Twenty years ago, I hated Dumont’s Twentynine Palms so much that I ripped it up minute-by-minute, and I concluded:
Dumont is clueless, and didn’t even bother to think up events which might have some possibility of occurring. The film is tedious and disjointed for all but the last 20 minutes. That final segment isn’t boring, but it is filled with behavior which is totally unmotivated and illogical. 29P makes such legendary pointless films as Zabriskie Point (which this film resembles in certain ways) seem to be as incisive and eloquent as Henry V.
On the other hand, many, many critics disagreed. Some felt that it was a lesson in the tedium and randomness of the universe and other such high-falutin’ existential concepts. I guess they must be right, because this film is a part of the universe, and it is certainly random and tedious.

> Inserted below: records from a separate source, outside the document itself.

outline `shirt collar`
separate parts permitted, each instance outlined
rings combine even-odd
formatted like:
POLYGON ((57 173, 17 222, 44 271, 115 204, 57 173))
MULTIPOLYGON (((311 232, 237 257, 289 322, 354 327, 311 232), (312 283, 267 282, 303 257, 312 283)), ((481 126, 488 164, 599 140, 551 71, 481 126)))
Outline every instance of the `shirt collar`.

The late Tuna, my former colleague, was even less forgiving in his appraisal:
To me, this was one of the stupidest films I have ever seen. Evidently Dumont was hoping to elicit an emotional response. My only response was wishing it would end. The best part of this film is that I will never need to see it again. Despite some critics, who proved that they can be as pretentious and clueless as Dumont, this is utter crap. No plot, no characterization, no motivation for anything that happens, and most of what happens is boring. I don’t see how anyone who is honest with himself can claim to enjoy this film.
Twentynine Palms really stunk, but at least it had some good nudity. The nudity in L’Empire never rises to that level, although Anamaria Vartolomei’s scene is ah-ight.
Lyna Khoudri
Anamaria Vartolomei

I tried watching a movie of his, Slack Bay recently…
That Anamaria girl had a very nice shower scene in the movie Happening, unfortunately the only pleasant moment in a brutal abortion drama
Anamaria Vartolomei is one of the most gorgeous actresses to come out of Europe in some time, I do agree Dumont’s movies are mostly a load of hooey so I was pleasantly surprised by her bouncing boobs in this because her other nude scenes have been grim, not only the abortion drama but the one where she plays Maria Schneider in Last Tango & gets humiliated by Brando & Bertolucci – she’s goofy in Mickey 17 too so hope she revives the Edwige Fenech-style sex comedy (in my dreams!)